What you don't want to see is what you described in the first paragraph. The upstream sensor should be switching rapidly if you rev up the engine, if the converter is working properly the downstream sensor should change to a close to steady voltage as the converter heats up and starts to burn off the exhaust gasses. In the image attached the left side images are the upstream and the right side are the downstream sensors. The upper set are a good converter while the lower set show a bad unit.
For the code you have, When the car is first started from a cold start the PCM starts a timer and it looks at the signals from the O2 sensors and if the downstream sensor doesn't start to smooth out fast enough (to indicate the converter is heating up and working) it sets the code you have. However because you are not getting the P0420 code the converter is working, it's just not working fast enough on the initial cold start. That is why you don't have the symptoms of a bad converter as well.

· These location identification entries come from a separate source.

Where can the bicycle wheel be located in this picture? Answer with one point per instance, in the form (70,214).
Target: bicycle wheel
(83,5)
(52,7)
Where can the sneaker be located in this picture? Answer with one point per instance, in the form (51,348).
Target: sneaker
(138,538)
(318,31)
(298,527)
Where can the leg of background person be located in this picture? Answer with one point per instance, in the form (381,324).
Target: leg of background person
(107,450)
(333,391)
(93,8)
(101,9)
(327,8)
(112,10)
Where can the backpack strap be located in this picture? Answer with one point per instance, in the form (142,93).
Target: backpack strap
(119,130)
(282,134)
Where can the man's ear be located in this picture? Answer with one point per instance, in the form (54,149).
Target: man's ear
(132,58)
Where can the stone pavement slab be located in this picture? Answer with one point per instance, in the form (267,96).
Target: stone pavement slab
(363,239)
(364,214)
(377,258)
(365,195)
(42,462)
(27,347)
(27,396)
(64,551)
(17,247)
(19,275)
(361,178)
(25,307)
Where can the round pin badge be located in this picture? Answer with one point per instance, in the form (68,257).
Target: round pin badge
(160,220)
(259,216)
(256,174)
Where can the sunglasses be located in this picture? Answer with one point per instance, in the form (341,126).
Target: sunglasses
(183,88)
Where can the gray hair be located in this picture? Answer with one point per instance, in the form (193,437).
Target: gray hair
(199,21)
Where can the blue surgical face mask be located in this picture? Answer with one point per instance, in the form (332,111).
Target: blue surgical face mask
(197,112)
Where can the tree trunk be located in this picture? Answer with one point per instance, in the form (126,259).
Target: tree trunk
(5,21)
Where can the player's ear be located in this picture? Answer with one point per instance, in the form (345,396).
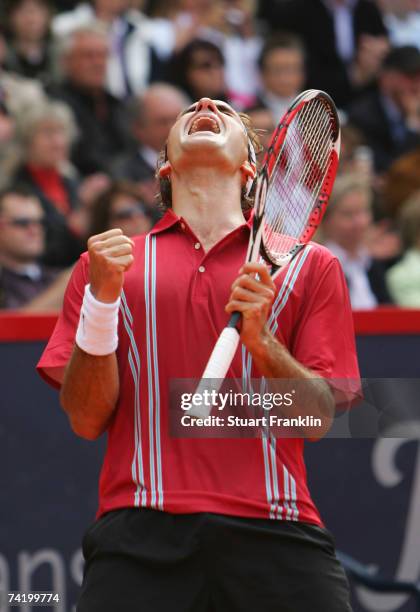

As for which unit to use, that is why I suggest talking to a local shop, Your car is a California emissions vehicle, using anything but a California approved replacement may not be legal. It also could cause you to have the same code you currently have because of the way the PCM monitors the emissions system your car has. Plus the unit you would be replacing isn't the one under the car, it is the one that is part of the exhaust manifold as shown in the second image. The upstream O2 sensor is in that unit while the downstream sensor is in the pipe in front of the second converter that is in the pipe under the car. The third image shows the under car pipe with the downstream O2 sensor location circled. That second converter isn't monitored at all. However you will want to check over the entire system for leaks, before replacement, it is possible that a leak at the front flange gasket where the front pipe connects to the center pipe could in theory set the code if it was able to leak until it got hot and sealed up. Would probably be worth it to swap out that gasket (circled wit G) with new one before you spend the money on the front converter. Replacing the rear converter in that pipe shouldn't be needed unless the car were to fail a tailpipe sniffer test with the front unit working.